L'OPI pointe un doigt accusa­teur sur des autorités administra­tives comme les services des douanes et celles de la direction nationale du commerce et de la concurrence (DNCC). Ceux-ci, explique M. Sylla, encouragent de manière volontaire ou non des pratiques frauduleuses. II en veut pour preuve, l'autorisation d'en­trepôts privés qui sont considérés être à l'origine de la contrebande à visage découvert.

Les détenteurs de ces entrepôts disposent de deux ans de grâce sans payer de droits et taxes et peuvent réexporter les mêmes produits. Certains en prof­itent pour faire de fausses déclara­tions de réexportation alors que les produits ont été déversés dans le circuit de vente. « Seuls les entrepôts industriels ont leur rai­son d'être pour promouvoir leurs activités », dénonce M. Sylla, qui a invité le ministre de l'Economie et des Finances, seul habilité à autoriser les entrepôts, à prendre ses responsabilités.

Cotecna indexée.

La Cotecna, société chargée de la vérification des importations au Mali, n'est pas non plus épargnée par l'OPI. Selon son président, « les valeurs de référence de la Cotecna sont dis­cutables ». « Les valeurs de référence, ajoute-t-il, sont fixées de manière complaisante par cette société en dépit des dispositions économiques qui veulent que les marchandises fabriquées au Mali ne doivent pas être concurrencées par les produits extérieurs ».
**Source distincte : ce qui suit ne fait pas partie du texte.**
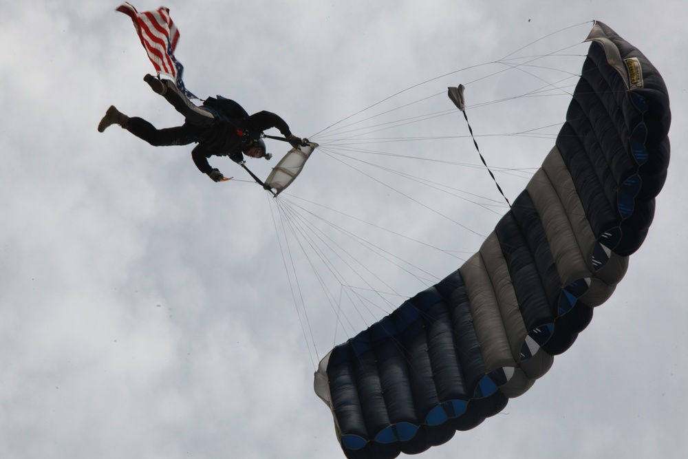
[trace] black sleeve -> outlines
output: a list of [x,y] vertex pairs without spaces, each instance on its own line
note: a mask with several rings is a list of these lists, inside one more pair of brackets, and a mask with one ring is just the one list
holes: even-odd
[[247,118],[246,126],[249,130],[260,131],[269,129],[271,127],[276,127],[285,137],[289,137],[292,134],[291,131],[289,130],[289,126],[287,125],[284,120],[278,115],[265,110],[255,113]]
[[196,164],[198,170],[203,173],[208,173],[213,171],[213,168],[208,163],[208,158],[210,157],[210,153],[200,145],[196,145],[195,148],[191,150],[191,159],[193,160],[193,164]]

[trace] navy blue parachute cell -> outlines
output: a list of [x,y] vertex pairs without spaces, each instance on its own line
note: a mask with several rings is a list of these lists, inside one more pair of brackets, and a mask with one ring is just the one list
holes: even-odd
[[596,22],[555,147],[480,250],[334,348],[315,375],[349,458],[394,458],[528,390],[612,295],[669,164],[664,82]]

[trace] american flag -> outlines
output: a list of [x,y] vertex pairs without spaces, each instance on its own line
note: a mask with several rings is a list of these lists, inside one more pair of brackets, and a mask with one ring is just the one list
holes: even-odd
[[140,13],[125,1],[118,7],[117,11],[131,18],[141,44],[158,73],[174,80],[177,87],[183,91],[187,97],[198,98],[186,90],[182,81],[184,66],[174,56],[174,50],[179,41],[179,30],[170,17],[169,8],[161,6],[155,11]]

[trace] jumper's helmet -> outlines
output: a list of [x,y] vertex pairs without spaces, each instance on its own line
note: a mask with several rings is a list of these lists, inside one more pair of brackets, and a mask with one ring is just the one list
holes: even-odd
[[261,138],[247,142],[241,149],[244,154],[251,158],[263,158],[266,156],[265,141]]

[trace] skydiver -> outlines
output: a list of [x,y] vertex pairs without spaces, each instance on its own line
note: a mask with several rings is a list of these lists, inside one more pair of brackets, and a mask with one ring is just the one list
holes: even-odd
[[[211,156],[229,156],[239,164],[243,162],[244,154],[266,160],[272,158],[266,152],[265,142],[261,138],[266,129],[276,127],[294,147],[303,143],[301,138],[291,133],[284,120],[274,113],[264,110],[246,118],[223,116],[209,106],[194,104],[173,81],[152,75],[146,75],[143,79],[153,92],[184,115],[184,125],[158,129],[143,118],[127,116],[111,105],[98,125],[98,132],[103,132],[111,125],[118,125],[155,147],[197,143],[191,151],[193,162],[198,170],[215,182],[222,181],[224,176],[208,164]],[[238,104],[237,107],[246,114]]]

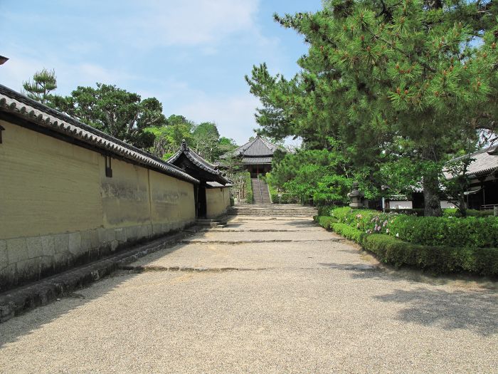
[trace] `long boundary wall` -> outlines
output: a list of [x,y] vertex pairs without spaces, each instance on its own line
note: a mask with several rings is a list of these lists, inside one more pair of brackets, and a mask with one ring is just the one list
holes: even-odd
[[195,221],[190,182],[0,125],[0,291]]
[[230,188],[217,187],[206,189],[206,217],[215,218],[226,214],[230,207]]

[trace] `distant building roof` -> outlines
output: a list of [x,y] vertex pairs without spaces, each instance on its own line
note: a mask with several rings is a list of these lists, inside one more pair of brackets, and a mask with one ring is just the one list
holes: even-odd
[[271,157],[273,153],[275,153],[275,151],[278,149],[279,147],[275,144],[272,144],[260,135],[258,135],[252,140],[236,148],[235,150],[223,155],[221,156],[221,158],[227,158],[230,156],[242,156],[243,157],[255,156],[261,157],[267,156]]
[[243,157],[243,164],[271,164],[272,157]]
[[137,164],[179,179],[198,183],[176,166],[142,150],[85,125],[4,85],[0,85],[0,112],[25,120],[36,130],[59,134],[62,140],[105,150]]
[[186,172],[200,180],[217,182],[223,185],[229,185],[231,181],[226,178],[218,166],[211,164],[190,149],[184,139],[180,149],[167,160]]

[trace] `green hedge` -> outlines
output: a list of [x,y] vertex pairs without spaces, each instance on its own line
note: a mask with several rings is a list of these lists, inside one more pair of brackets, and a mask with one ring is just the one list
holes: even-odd
[[399,215],[389,222],[391,234],[428,246],[498,246],[498,219],[447,218]]
[[[491,217],[493,216],[492,210],[475,210],[468,209],[465,211],[467,217]],[[460,212],[456,208],[447,208],[443,209],[443,217],[461,217]]]
[[250,182],[250,173],[241,173],[244,177],[244,183],[245,183],[245,202],[253,204],[253,185]]
[[367,234],[337,219],[317,216],[321,226],[361,244],[384,263],[434,273],[468,272],[498,276],[498,249],[419,245],[383,234]]
[[423,217],[424,209],[386,209],[386,213],[398,213],[398,214],[408,214],[418,217]]
[[497,217],[417,217],[349,207],[328,212],[338,222],[367,234],[387,234],[415,244],[498,247]]
[[382,234],[366,235],[362,246],[383,262],[435,273],[468,272],[498,275],[498,249],[423,246]]

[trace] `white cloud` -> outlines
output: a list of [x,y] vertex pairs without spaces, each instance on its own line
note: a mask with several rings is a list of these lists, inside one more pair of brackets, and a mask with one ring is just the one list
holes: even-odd
[[243,144],[254,136],[253,129],[258,127],[254,113],[258,105],[259,100],[248,93],[228,98],[202,95],[187,105],[174,108],[174,113],[196,123],[214,122],[221,136]]

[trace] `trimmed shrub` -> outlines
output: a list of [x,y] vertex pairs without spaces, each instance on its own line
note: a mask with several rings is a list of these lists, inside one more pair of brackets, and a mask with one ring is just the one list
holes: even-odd
[[[465,211],[467,217],[492,217],[494,212],[492,210],[475,210],[468,209]],[[443,217],[461,217],[460,212],[456,208],[447,208],[443,209]]]
[[386,209],[386,213],[397,213],[398,214],[407,214],[409,216],[423,217],[424,209]]
[[245,202],[253,204],[253,185],[250,183],[250,173],[240,173],[244,177],[244,183],[245,184]]
[[498,219],[446,218],[399,215],[389,223],[391,234],[429,246],[498,246]]
[[383,234],[365,237],[363,246],[377,255],[380,261],[396,266],[407,265],[435,273],[498,275],[497,248],[423,246]]
[[363,239],[367,235],[367,234],[346,224],[332,223],[330,225],[330,229],[339,235],[344,237],[346,239],[349,239],[360,244],[363,243]]
[[498,246],[498,218],[417,217],[349,207],[330,210],[338,222],[367,234],[388,234],[406,241],[430,246]]
[[318,222],[318,224],[322,226],[322,227],[324,227],[325,229],[330,229],[330,225],[337,222],[337,219],[332,217],[319,215],[315,216],[314,218],[315,219],[315,221]]

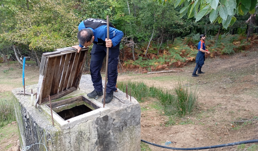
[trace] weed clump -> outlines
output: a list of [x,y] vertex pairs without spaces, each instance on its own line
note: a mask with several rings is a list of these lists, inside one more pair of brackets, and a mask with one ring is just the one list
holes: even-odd
[[12,101],[0,99],[0,127],[15,120]]
[[127,84],[128,93],[130,88],[131,96],[140,102],[150,97],[158,99],[164,114],[168,116],[189,115],[197,107],[197,90],[188,87],[180,79],[173,91],[164,91],[154,86],[148,87],[143,82],[119,81],[117,84],[118,88],[123,92],[125,92]]

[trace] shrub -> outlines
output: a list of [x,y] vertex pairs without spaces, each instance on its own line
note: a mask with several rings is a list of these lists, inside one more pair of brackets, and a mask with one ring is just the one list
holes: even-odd
[[178,113],[184,116],[192,113],[197,100],[197,91],[188,87],[187,83],[180,79],[174,89],[177,95],[175,105]]
[[0,127],[15,120],[12,101],[0,99]]

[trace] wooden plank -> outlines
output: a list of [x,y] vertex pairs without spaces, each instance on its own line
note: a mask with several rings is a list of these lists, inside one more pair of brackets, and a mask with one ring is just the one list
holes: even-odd
[[166,70],[166,71],[155,71],[154,72],[149,72],[147,73],[147,74],[153,74],[153,73],[167,73],[171,72],[182,72],[181,70]]
[[66,55],[65,57],[65,61],[64,61],[64,69],[63,70],[63,73],[62,74],[62,78],[60,81],[60,85],[58,89],[58,92],[60,92],[63,90],[63,87],[64,86],[64,83],[65,81],[65,77],[66,76],[66,73],[67,72],[67,69],[68,69],[69,61],[70,61],[70,58],[71,57],[71,53],[69,53]]
[[[72,98],[69,98],[58,101],[52,102],[51,101],[51,105],[52,108],[56,108],[58,106],[64,105],[66,104],[69,104],[70,103],[74,103],[77,102],[82,101],[82,96],[76,96]],[[47,103],[46,104],[47,105],[50,106],[50,104]]]
[[[81,52],[82,54],[81,57],[79,61],[80,63],[79,66],[78,67],[78,71],[76,72],[76,74],[75,76],[74,80],[73,82],[73,85],[75,87],[78,87],[79,84],[80,83],[80,80],[81,80],[81,78],[82,77],[82,70],[85,64],[85,61],[86,60],[86,58],[87,57],[88,51]],[[80,52],[80,53],[81,53]]]
[[66,90],[67,87],[67,84],[68,84],[69,79],[70,78],[70,76],[71,75],[71,73],[72,72],[72,68],[73,67],[73,65],[74,64],[74,58],[75,56],[75,54],[76,53],[77,53],[76,52],[72,53],[71,56],[71,57],[70,58],[70,61],[69,61],[68,69],[67,69],[67,73],[66,74],[66,76],[65,77],[65,80],[64,81],[64,86],[62,88],[62,91],[64,90]]
[[[59,87],[59,84],[60,83],[60,79],[59,79],[58,80],[58,73],[59,70],[60,70],[60,62],[61,62],[62,56],[58,56],[57,57],[56,61],[56,66],[54,67],[55,68],[55,71],[54,72],[54,75],[53,76],[53,80],[52,80],[52,85],[51,86],[51,90],[50,91],[50,95],[52,96],[53,94],[55,94],[55,93],[54,91],[55,90],[58,89],[58,87]],[[63,69],[62,69],[63,70]]]
[[76,49],[72,48],[71,47],[68,47],[65,48],[58,48],[56,49],[56,51],[62,52],[65,51],[69,51],[69,50],[76,50]]
[[[77,88],[76,87],[72,87],[70,88],[70,89],[66,89],[65,90],[64,90],[62,91],[61,92],[56,94],[53,95],[52,96],[50,96],[50,99],[51,99],[51,100],[57,99],[58,98],[60,98],[62,96],[64,95],[66,95],[68,94],[69,94],[73,91],[75,91],[76,90],[77,90]],[[49,101],[49,100],[48,97],[42,99],[42,100],[41,101],[41,103],[43,103],[44,102],[46,102],[47,101]]]
[[56,79],[55,81],[53,80],[53,81],[55,82],[55,84],[53,90],[53,93],[52,93],[52,92],[51,93],[52,95],[56,94],[58,92],[58,88],[59,88],[59,85],[60,85],[60,81],[61,80],[61,77],[62,77],[62,74],[63,73],[63,70],[64,69],[64,61],[65,61],[66,56],[66,55],[65,55],[61,56],[61,62],[60,63],[60,65],[59,66],[58,73],[56,75],[55,74],[55,76],[56,76]]
[[[82,50],[81,50],[81,52],[83,52],[85,51],[88,51],[89,49],[87,47],[87,48],[83,48],[83,49],[82,49]],[[67,54],[71,53],[72,53],[74,52],[77,52],[77,49],[76,49],[75,50],[69,50],[68,51],[65,51],[63,52],[62,52],[62,53],[58,53],[57,54],[53,54],[53,55],[49,55],[50,57],[56,57],[57,56],[58,56],[60,55],[64,55],[65,54]]]
[[[32,94],[33,94],[33,95],[35,95],[36,94],[36,93],[33,93]],[[23,92],[22,93],[17,93],[17,94],[20,94],[21,95],[24,95],[24,93],[23,93]],[[25,95],[29,95],[30,96],[31,96],[32,93],[30,93],[30,92],[25,92]]]
[[58,54],[61,53],[61,52],[60,52],[56,51],[53,52],[46,52],[46,53],[43,53],[42,55],[45,56],[49,56],[49,55],[53,55]]
[[46,69],[46,78],[45,79],[45,84],[43,90],[42,98],[47,97],[50,95],[52,83],[53,81],[53,77],[55,72],[56,63],[56,57],[50,58],[48,60],[48,65]]
[[80,63],[78,62],[79,60],[78,59],[80,58],[80,55],[81,54],[81,53],[77,53],[77,52],[76,53],[75,56],[74,58],[74,64],[73,65],[73,68],[72,69],[72,72],[71,73],[70,78],[69,78],[68,83],[67,84],[67,89],[69,89],[72,87],[71,84],[74,81],[74,75],[76,72],[77,72],[78,67],[79,66],[79,64],[80,64]]
[[39,68],[39,74],[44,76],[45,73],[45,69],[46,67],[46,57],[43,55],[41,57],[41,61],[40,62],[40,67]]
[[[47,67],[48,67],[48,61],[49,59],[49,58],[48,57],[47,57],[46,58],[47,58],[46,60],[46,67],[45,67],[45,68],[46,69],[47,68]],[[41,84],[40,90],[39,92],[39,94],[38,99],[38,101],[37,102],[37,103],[38,103],[39,105],[41,104],[41,101],[42,100],[42,96],[43,95],[43,89],[44,88],[44,85],[45,84],[45,79],[46,76],[46,70],[45,70],[45,71],[44,72],[44,73],[43,74],[44,76],[43,76],[43,79],[42,80],[42,83]],[[40,82],[40,81],[39,81],[39,82]]]
[[95,109],[97,109],[100,108],[100,106],[98,105],[97,104],[95,104],[95,103],[92,101],[90,101],[87,99],[87,98],[84,97],[83,96],[82,96],[82,100],[87,103],[90,105],[92,106],[93,108]]

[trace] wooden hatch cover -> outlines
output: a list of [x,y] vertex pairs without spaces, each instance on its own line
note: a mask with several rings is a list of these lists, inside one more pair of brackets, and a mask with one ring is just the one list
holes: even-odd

« Dans l'espace monétaire Uémoa où nous vivons, la valeur de référence doit être un facteur déterminant pour que l'Etat gagne et que l'industriel local ne soit pas concurrencé déloyalement », a indiqué M. Sylla. Celui-ci invite la Cotecna « à faire correctement son travail » pour la simple raison, qu'il sait, par expérience, qu'il existe une légèreté au niveau du chargé du PVI. « Il y a des impor­tateurs qui présentent des factures 10 fois moins que leur valeur réelle », témoigne le président de l'OPI.

Sujet récurrent.

La valeur de référence est un sujet récurrent. Lors de son dernier conseil d'administration, les administrateurs de l'Huilerie cotonnière du Mali (Huicoma) avaient menacé d'ester en justice contre la Cotecna dont les actions auraient contribué à mettre à genoux leur entreprise.
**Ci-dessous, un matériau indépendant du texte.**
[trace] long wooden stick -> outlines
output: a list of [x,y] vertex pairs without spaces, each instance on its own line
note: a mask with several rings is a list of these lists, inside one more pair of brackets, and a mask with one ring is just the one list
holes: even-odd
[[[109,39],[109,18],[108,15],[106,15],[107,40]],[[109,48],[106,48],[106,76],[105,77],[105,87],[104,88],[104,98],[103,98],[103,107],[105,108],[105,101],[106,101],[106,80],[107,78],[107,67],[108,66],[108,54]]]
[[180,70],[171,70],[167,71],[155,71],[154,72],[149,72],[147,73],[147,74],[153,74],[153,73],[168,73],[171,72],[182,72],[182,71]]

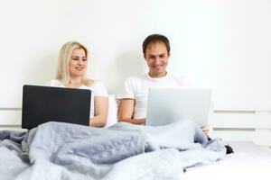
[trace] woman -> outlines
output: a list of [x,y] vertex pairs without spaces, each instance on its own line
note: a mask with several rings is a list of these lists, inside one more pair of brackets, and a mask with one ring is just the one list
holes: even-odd
[[77,41],[65,43],[59,55],[56,79],[48,86],[91,90],[89,125],[103,127],[107,123],[108,95],[105,86],[87,78],[88,50]]

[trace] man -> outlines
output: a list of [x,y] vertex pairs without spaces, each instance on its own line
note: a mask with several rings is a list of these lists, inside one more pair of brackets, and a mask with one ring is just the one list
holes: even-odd
[[[120,100],[119,122],[145,124],[149,87],[186,86],[184,78],[177,78],[166,71],[170,54],[170,42],[161,34],[152,34],[143,42],[143,53],[149,72],[146,75],[128,77],[123,91],[117,95]],[[205,134],[210,127],[202,128]]]

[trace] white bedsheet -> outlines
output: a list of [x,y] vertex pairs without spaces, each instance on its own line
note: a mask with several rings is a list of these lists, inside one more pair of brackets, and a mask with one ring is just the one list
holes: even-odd
[[271,149],[253,142],[229,142],[235,153],[217,163],[187,169],[187,180],[270,180]]

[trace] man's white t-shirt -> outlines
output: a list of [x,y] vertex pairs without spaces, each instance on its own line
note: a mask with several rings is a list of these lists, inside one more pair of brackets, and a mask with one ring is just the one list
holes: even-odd
[[149,87],[177,87],[188,86],[188,81],[183,76],[165,76],[153,78],[148,74],[128,77],[122,92],[117,94],[117,99],[135,99],[134,119],[146,117],[147,97]]
[[[61,81],[53,79],[47,84],[48,86],[54,87],[66,87]],[[94,96],[105,96],[107,97],[108,94],[106,86],[99,81],[95,81],[90,86],[81,86],[79,89],[89,89],[91,91],[91,103],[90,103],[90,118],[95,116],[94,109]]]

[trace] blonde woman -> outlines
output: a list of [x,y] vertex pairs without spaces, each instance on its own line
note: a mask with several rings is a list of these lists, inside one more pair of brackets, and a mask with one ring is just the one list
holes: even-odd
[[77,41],[65,43],[59,54],[56,79],[48,86],[91,90],[89,125],[103,127],[107,123],[108,94],[101,82],[86,77],[89,57],[88,50],[82,44]]

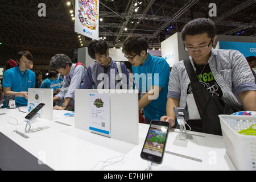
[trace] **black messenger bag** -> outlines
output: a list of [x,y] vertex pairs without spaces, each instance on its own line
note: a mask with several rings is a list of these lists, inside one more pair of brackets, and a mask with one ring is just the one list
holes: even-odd
[[222,135],[218,115],[231,114],[238,110],[233,108],[218,96],[212,96],[206,90],[198,80],[189,59],[184,60],[184,64],[191,81],[193,96],[202,122],[203,132]]

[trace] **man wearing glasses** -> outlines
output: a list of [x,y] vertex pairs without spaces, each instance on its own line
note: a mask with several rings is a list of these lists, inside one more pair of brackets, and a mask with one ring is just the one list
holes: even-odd
[[147,52],[149,46],[142,36],[131,35],[123,43],[123,52],[132,65],[135,83],[141,93],[139,109],[143,108],[145,123],[166,115],[170,66],[162,57]]
[[5,96],[15,95],[16,106],[27,105],[28,89],[35,88],[35,74],[29,69],[32,60],[30,52],[19,52],[16,56],[18,65],[7,70],[3,75]]
[[[123,63],[115,62],[109,57],[106,42],[92,40],[88,46],[88,53],[96,62],[88,67],[84,89],[128,89],[128,70]],[[117,74],[122,75],[122,78],[118,78]],[[121,84],[117,85],[121,79]]]
[[[213,48],[217,37],[212,20],[199,18],[189,22],[183,28],[181,36],[199,81],[212,96],[217,96],[238,110],[243,107],[245,110],[256,110],[256,86],[246,60],[237,51]],[[184,62],[180,61],[174,65],[170,73],[167,115],[161,120],[170,122],[173,127],[175,119],[173,108],[186,106],[189,119],[199,119],[194,98],[191,97],[192,92]],[[189,111],[193,105],[194,109]],[[195,126],[198,130],[194,130],[200,131],[200,126],[199,123]]]

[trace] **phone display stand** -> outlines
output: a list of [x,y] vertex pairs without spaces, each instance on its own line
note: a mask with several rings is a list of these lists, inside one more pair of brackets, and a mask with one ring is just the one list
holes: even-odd
[[177,118],[177,121],[180,126],[180,133],[177,138],[180,140],[184,140],[187,138],[187,130],[185,126],[185,122],[183,117]]
[[9,109],[17,108],[15,105],[15,100],[9,100]]
[[153,163],[151,161],[147,162],[147,167],[145,169],[144,171],[152,171],[153,170],[154,166],[156,166],[156,164]]
[[[44,127],[36,127],[36,128],[31,129],[32,123],[35,122],[36,121],[37,118],[39,115],[39,114],[38,113],[38,114],[36,114],[36,116],[35,116],[32,119],[30,119],[30,120],[27,119],[27,124],[26,125],[26,127],[25,127],[25,132],[26,133],[36,132],[36,131],[43,130],[44,129]],[[28,129],[27,129],[28,126]]]

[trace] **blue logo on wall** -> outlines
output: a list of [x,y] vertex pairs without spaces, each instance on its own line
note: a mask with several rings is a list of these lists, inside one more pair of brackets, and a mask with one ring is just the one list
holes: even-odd
[[254,43],[220,41],[220,48],[238,51],[245,57],[256,56],[256,43]]

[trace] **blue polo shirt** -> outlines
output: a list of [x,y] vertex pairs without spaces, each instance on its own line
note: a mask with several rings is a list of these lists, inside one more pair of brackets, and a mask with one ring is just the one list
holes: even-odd
[[[35,74],[27,69],[23,72],[19,65],[7,70],[3,77],[3,88],[10,87],[11,90],[16,92],[28,92],[28,88],[35,88]],[[27,105],[27,100],[24,97],[15,97],[16,106]],[[4,107],[6,107],[6,104]]]
[[47,78],[43,81],[40,88],[43,89],[50,89],[51,82],[51,80],[49,78]]
[[[141,93],[148,92],[151,85],[162,88],[158,98],[143,108],[146,118],[149,121],[160,120],[161,117],[166,115],[170,65],[164,59],[147,53],[147,58],[143,64],[137,67],[132,67],[133,72]],[[144,81],[143,76],[145,76]]]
Les accusations du PDG de Huicoma Cheick Shérif Niaré devant les administrateurs por­taient sur la délivrance d'intentions d'importation de savons à partir de la Côte d'Ivoire avec des valeurs de référence de 20 à 24 F CFA le kg.

Une aberration pour les responsables de Huicoma qui assurent que nulle part au monde, on ne peut avoir le kg de savon à 24 F CFA. Les administrateurs ont été amenés à penser qu'il existe une complicité de Cotecna à partir, du moment où les documents d'importations passent d'abord par cette société de vérification qui juge de leur authenticité en termes de quantité et de qualité.

L'administrateur Tiénan Coulibaly a alors donné mandat au PDG de Huicoma d'attaquer Cotecna devant les instances judi­ciaires de l'Uémoa pour que l'Etat ne paie pas gratuitement à coûts de milliards de F CFA cette société qui doit assurer la police des importations et sécuriser notre économie.

L'OPI se réjouit d'une chose : l'implication des plus hautes autorités du pays à travers le président de la République et le Premier ministre à venir au bout de la fraude sous toutes ses formes. L'échec de ce combat considéré comme noble entraîn­era la mort de notre économie qui perd annuellement une centaine de milliards.